What happens next? A key question is whether American Media, the National Enquirer’s publisher, broke any laws over the course of reporting on Bezos’ affair and corresponding with the Amazon CEO and his representatives, legal experts say. Federal prosecutors are said to be probing whether Bezos’ extortion claim voided a non-prosecution agreement that AMI reached with the U.S. Attorney’s Office in the Southern District of New York last year.
But regardless of AMI’s legal culpability, the company’s reputation has been further tarnished — and Bezos has emerged as a hero of sorts to many, in that he stood up to a media outlet that at the very least used unethical, strong-arm tactics to try to achieve its objectives, according to industry observers.
AMI’s initial response Friday was that it acted “lawfully” in reporting the Bezos story, in which it somehow obtained private texts between Bezos and his girlfriend, Lauren Sanchez, who was then married to Endeavor executive chairman Patrick Whitesell. The National Enquirer’s looming report prompted Bezos to announce that he and his wife, MacKenzie, were getting divorced.
After Bezos launched an investigation into the Enquirer’s methods and motives in snooping on his text messages, AMI threatened to publish racy pics it claimed it also had in its possession — unless Bezos dropped his investigation and the Washington Post (which Bezos owns) stopped reporting on AMI’s ties to Donald Trump and Saudi Arabia, according to the Amazon founder. That, Bezos posited, amounted to extortionate demands. In its response, AMI claimed it was conducting “good-faith negotiations to resolve all matters with him” (in other words, the implied claim is that the company wasn’t trying to blackmail or extort him).
Some experts say it’s not clear whether AMI has broken any laws. The context of the communications cited in Bezos’ post matters, because “information can turn into a bargaining chip without anyone doing anything that violates the law,” said Prof. Len Niehoff of the University of Michigan Law School.
The tone of the emails in the Bezos post certainly appears heavy-handed and has a menacing tone, said Roy S. Gutterman, associate professor at Syracuse University’s S.I. Newhouse School of Public Communications and director of the Tully Center for Free Speech. “But until there is a criminal charge or a revocation of [AMI’s] agreement [with federal prosecutors], it’s still just that — menacing and threatening,” he said.
That said, Gutterman added, “the tone and what AMI is attempting to negotiate seems pretty far outside the scope of journalistic norms… The emails did not read like typical reporter-source communications where the reporter is trying to convince a source to talk or turn over material for a story.”
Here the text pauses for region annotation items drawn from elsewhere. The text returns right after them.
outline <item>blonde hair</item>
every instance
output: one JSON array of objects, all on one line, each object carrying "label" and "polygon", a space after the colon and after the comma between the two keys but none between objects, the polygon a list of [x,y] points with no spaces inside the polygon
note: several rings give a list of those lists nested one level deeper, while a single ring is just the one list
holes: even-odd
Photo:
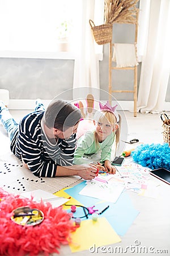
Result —
[{"label": "blonde hair", "polygon": [[[121,133],[121,116],[118,114],[119,117],[119,121],[117,122],[116,117],[113,113],[109,111],[101,111],[95,114],[95,121],[102,121],[104,119],[107,118],[108,122],[110,123],[112,126],[114,126],[116,124],[118,125],[117,129],[114,131],[116,135],[116,151],[120,141],[120,133]],[[97,134],[96,131],[95,131],[95,141],[97,144],[99,145],[99,141],[97,139]]]}]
Others say there’s a case to be made that AMI did indeed engage in criminal extortion under either federal or state law.
“Generally speaking, the crime of extortion occurs when one party seeks to get something of value from another party through means of fear,” said Robert D. Richards, professor of First Amendment Studies at Penn State University. “The ‘thing of value’ does not necessarily mean there must be monetary value attached. Asking for a statement saying that Bezos had no knowledge or basis for suggesting that AMI’s coverage was politically motivated can be considered a ‘thing of value.'”
It’s unknown if the National Enquirer illegally hacked into Bezos’ text messages; AMI said it “believes fervently that it acted lawfully.” But if law enforcement officials determine that AMI did break any laws, legal experts noted, the First Amendment of the U.S. Constitution doesn’t provide any protection. There’s no “get out of jail free” card for news orgs that break generally applicable laws.
“You can’t just say, ‘I am a member of the press — I can break a law or extort people because I’m a journalist,'” said Prof. Clay Calvert, director of the Marion B. Brechner First Amendment Project at the University of Florida.”The courts have made that very clear over time.”
As Niehoff put it: “A journalist who hands a note to a bank teller demanding a bagful of $100 bills can’t take any comfort in the text of the First Amendment.”
The situation is, in any case, highly unusual in that it is tantamount to a fight by proxy between the Washington Post, through Bezos’ ownership, and President Trump, through his association with AMI CEO David Pecker.
“You one media entity fighting a battle against the owner of another media entity for its negative coverage — that’s the subtext of the whole battle,” said Calvert.
Aside from any legal fallout, Bezos’ stand — even at the cost of personal embarrassment — “wins in the court of public opinion,” Calvert said. “He’s saying, ‘I’m not going to be held hostage here because [AMI] or President Trump doesn’t like what the Washington Post is reporting.’ In a way, he’s standing up to a free press in the sense that it’s a surrogate battle of Trump vs. the Washington Post.”